The iconic Migos flow is a punched-up take on hip-hop’s staccato triplets, a lyrical style of delivery first popularised two decades prior by groups such as Bone Thugs-n-Harmony and Three 6 Mafia. The Migos flow first rose to public consciousness with Versace, which Takeoff and Quavo recorded over a Zaytoven beat immediately after that first basement studio session.

Hip-hop has never been the same since. The Migos flow is now fully mainstream, crisscrossing from one musical genre to the next (and notching up an SNL parody by Donald Glover along the way). “When they came out with Versace, everyone’s rap pattern changed – it was like, you gotta rap like this for people to even want to listen to you,” Zaytoven says.

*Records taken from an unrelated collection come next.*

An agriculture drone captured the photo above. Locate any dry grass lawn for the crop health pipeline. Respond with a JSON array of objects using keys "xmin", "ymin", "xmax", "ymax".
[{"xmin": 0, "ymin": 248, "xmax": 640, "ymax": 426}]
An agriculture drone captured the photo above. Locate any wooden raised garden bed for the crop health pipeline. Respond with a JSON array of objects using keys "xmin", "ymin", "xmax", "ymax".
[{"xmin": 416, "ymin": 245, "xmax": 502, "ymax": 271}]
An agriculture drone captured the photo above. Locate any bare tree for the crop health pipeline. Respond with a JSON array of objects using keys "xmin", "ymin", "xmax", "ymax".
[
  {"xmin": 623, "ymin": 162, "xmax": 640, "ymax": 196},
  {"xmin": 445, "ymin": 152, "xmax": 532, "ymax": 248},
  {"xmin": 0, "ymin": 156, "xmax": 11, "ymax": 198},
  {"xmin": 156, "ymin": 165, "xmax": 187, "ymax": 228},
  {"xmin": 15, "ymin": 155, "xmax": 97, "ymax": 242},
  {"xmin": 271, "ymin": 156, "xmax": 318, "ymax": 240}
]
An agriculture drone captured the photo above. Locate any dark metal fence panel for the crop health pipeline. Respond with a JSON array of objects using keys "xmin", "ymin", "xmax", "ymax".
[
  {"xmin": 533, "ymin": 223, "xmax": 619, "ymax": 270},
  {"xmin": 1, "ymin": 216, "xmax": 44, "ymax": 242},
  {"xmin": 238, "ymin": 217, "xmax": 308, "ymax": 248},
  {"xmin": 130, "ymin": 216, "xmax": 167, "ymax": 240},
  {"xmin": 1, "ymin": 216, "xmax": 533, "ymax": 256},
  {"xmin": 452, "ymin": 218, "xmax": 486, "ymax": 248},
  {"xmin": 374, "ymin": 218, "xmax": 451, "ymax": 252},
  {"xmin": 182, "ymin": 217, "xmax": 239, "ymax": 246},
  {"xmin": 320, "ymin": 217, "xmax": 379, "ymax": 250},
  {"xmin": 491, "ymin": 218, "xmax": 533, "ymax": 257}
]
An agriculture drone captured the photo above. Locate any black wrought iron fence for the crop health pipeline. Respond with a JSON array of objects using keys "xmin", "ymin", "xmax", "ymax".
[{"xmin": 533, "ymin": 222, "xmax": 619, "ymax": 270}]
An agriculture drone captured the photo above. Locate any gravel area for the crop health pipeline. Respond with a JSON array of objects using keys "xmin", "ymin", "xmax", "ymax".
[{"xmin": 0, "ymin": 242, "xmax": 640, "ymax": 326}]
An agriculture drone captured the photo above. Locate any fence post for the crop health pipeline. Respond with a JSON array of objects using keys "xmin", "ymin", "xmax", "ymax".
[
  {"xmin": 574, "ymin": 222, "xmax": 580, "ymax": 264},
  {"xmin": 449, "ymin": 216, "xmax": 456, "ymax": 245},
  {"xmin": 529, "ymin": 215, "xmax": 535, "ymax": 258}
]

And yet right up until his death, Takeoff was the sort of rapper who shunned the spotlight, preferring to make his presence felt through the kind of lyrical precision that – no matter how one felt about trap music going mainstream – gave Migos undeniable street cred as masterclass hip-hop technicians.

“Quavo, he’s going to talk. Offset, he’s going to talk. Takeoff, he’s going, ‘Hey, when I need to rap, let me know,’” Williams says. “When they’re not booked, I might run into Offset or Quavo at a bowling alley, just chilling or having fun. If Takeoff wasn’t working, me personally, I’d never really seen him. He was the team player. He was the glue: ‘Yo, what we doing?’ He was the youngest one, but he was the most chill.”

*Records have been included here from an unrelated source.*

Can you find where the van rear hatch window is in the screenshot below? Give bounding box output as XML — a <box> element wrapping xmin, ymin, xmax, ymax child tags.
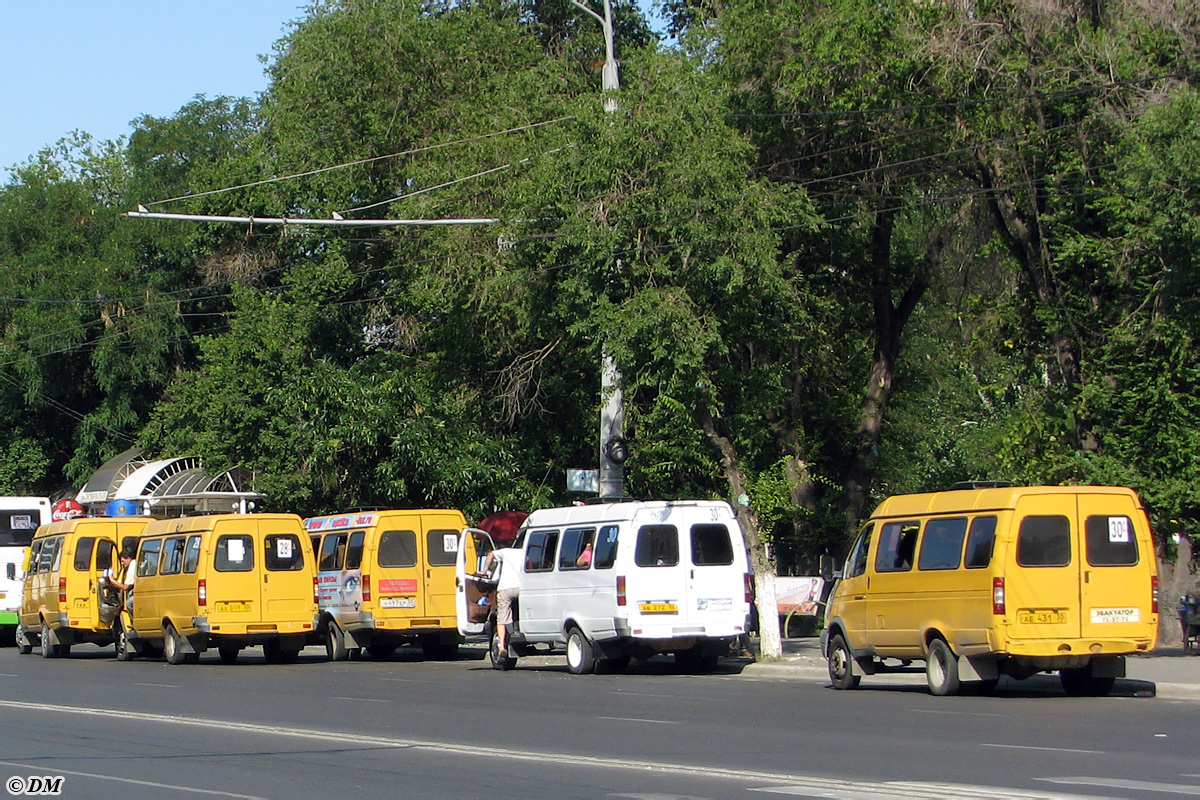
<box><xmin>1016</xmin><ymin>515</ymin><xmax>1070</xmax><ymax>566</ymax></box>
<box><xmin>1084</xmin><ymin>516</ymin><xmax>1138</xmax><ymax>566</ymax></box>
<box><xmin>634</xmin><ymin>525</ymin><xmax>679</xmax><ymax>566</ymax></box>
<box><xmin>691</xmin><ymin>523</ymin><xmax>733</xmax><ymax>566</ymax></box>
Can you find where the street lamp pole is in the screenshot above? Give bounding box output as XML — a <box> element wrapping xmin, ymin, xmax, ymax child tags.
<box><xmin>571</xmin><ymin>0</ymin><xmax>628</xmax><ymax>499</ymax></box>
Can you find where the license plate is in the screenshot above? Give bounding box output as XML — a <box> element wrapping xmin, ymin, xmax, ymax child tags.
<box><xmin>217</xmin><ymin>602</ymin><xmax>250</xmax><ymax>612</ymax></box>
<box><xmin>637</xmin><ymin>603</ymin><xmax>679</xmax><ymax>614</ymax></box>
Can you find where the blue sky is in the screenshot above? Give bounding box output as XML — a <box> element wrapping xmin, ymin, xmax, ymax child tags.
<box><xmin>0</xmin><ymin>0</ymin><xmax>308</xmax><ymax>184</ymax></box>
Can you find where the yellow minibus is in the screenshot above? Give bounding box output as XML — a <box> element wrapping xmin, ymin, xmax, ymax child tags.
<box><xmin>822</xmin><ymin>483</ymin><xmax>1159</xmax><ymax>696</ymax></box>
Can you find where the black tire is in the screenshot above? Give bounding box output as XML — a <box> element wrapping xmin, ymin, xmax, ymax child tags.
<box><xmin>367</xmin><ymin>644</ymin><xmax>396</xmax><ymax>661</ymax></box>
<box><xmin>487</xmin><ymin>625</ymin><xmax>517</xmax><ymax>672</ymax></box>
<box><xmin>38</xmin><ymin>620</ymin><xmax>62</xmax><ymax>658</ymax></box>
<box><xmin>162</xmin><ymin>622</ymin><xmax>188</xmax><ymax>664</ymax></box>
<box><xmin>925</xmin><ymin>639</ymin><xmax>961</xmax><ymax>697</ymax></box>
<box><xmin>13</xmin><ymin>625</ymin><xmax>34</xmax><ymax>656</ymax></box>
<box><xmin>566</xmin><ymin>627</ymin><xmax>596</xmax><ymax>675</ymax></box>
<box><xmin>826</xmin><ymin>633</ymin><xmax>863</xmax><ymax>688</ymax></box>
<box><xmin>113</xmin><ymin>618</ymin><xmax>137</xmax><ymax>661</ymax></box>
<box><xmin>325</xmin><ymin>620</ymin><xmax>350</xmax><ymax>661</ymax></box>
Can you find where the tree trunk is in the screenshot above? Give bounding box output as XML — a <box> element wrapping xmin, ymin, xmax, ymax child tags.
<box><xmin>701</xmin><ymin>410</ymin><xmax>784</xmax><ymax>658</ymax></box>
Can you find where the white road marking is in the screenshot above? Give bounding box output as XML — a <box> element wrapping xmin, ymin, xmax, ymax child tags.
<box><xmin>0</xmin><ymin>700</ymin><xmax>1113</xmax><ymax>800</ymax></box>
<box><xmin>0</xmin><ymin>762</ymin><xmax>266</xmax><ymax>800</ymax></box>
<box><xmin>980</xmin><ymin>741</ymin><xmax>1104</xmax><ymax>756</ymax></box>
<box><xmin>1037</xmin><ymin>776</ymin><xmax>1200</xmax><ymax>796</ymax></box>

“I don’t think you’re going to hear anything negative about Takeoff,” Williams adds. “Honestly bro, if it wasn’t about some money, some business or his family, he definitely was the No 1 candidate for ‘That don’t got shit to do with me.’”

Hip-hop has had to reckon with a seemingly non-stop string of high-profile deaths in recent years, a fact that Zaytoven finds particularly bitter as this violence has touched many artists with whom he’s collaborated. He struggles to remember how many Instagram memorial posts he’s done, for past collaborators such as King Von, Lil Keed, Trouble and Young Dolph.

Takeoff performing at the 2019 BET awards.
Takeoff performing at the 2019 BET awards. Photograph: Richard Shotwell/Invision/AP

“To be honest with you, me being a music producer that produces rap music, it’s hard to listen to the music now,” he says. “The lyrics are street and some of it is gangster, but when people are really dying, it makes you not want to hear it. It’s not fun or exciting any more when someone like Takeoff dies.”

And yet this recent rise in gun violence is by no means exclusive to hip-hop. “I just got off the phone with my mom,” Zaytoven said. “Some kids had assault rifles four houses down from [her] house, just shooting at 3:00 in broad daylight. And it’s almost off a TikTok challenge or something.”

In the aftermath of Takeoff’s death, videos of the rapper’s body lying at the scene began to circulate. To Williams, it’s one more example of Black death going viral in the social media age. “We’ve grown numb. We try to mourn and move because it happens so much.” He hesitates to pathologise hip-hop culture for what happened.

“I want us to say that we gotta do better as a culture, right?” he says. “But in some of these situations, it’s not necessarily the culture. This could have happened anywhere, anytime. From what I’m seeing, Takeoff was just there chilling at a bowling alley, and it just happened to be late. It wasn’t like he was in a back alley or a trap house, that they were in a shootout and he was shooting back. The only thing you can tell people is – don’t celebrate success when you’re somewhere as a Black man. It’s unfortunate.”

By Friday, one Atlanta muralist had honoured Takeoff by painting his smiling likeness on the city’s public BeltLine trail. Ray G’s voice breaks when he mentions it. The violence from 1 November feels senseless.

“Doing shows, riding planes together – we had a lot of firsts together, because this was our first big break,” he says. “I cherish all the memories, the smile he put on a lot of our faces, the love he showed us, the unselfishness. I don’t know how I’m gonna be able to deal with this one.”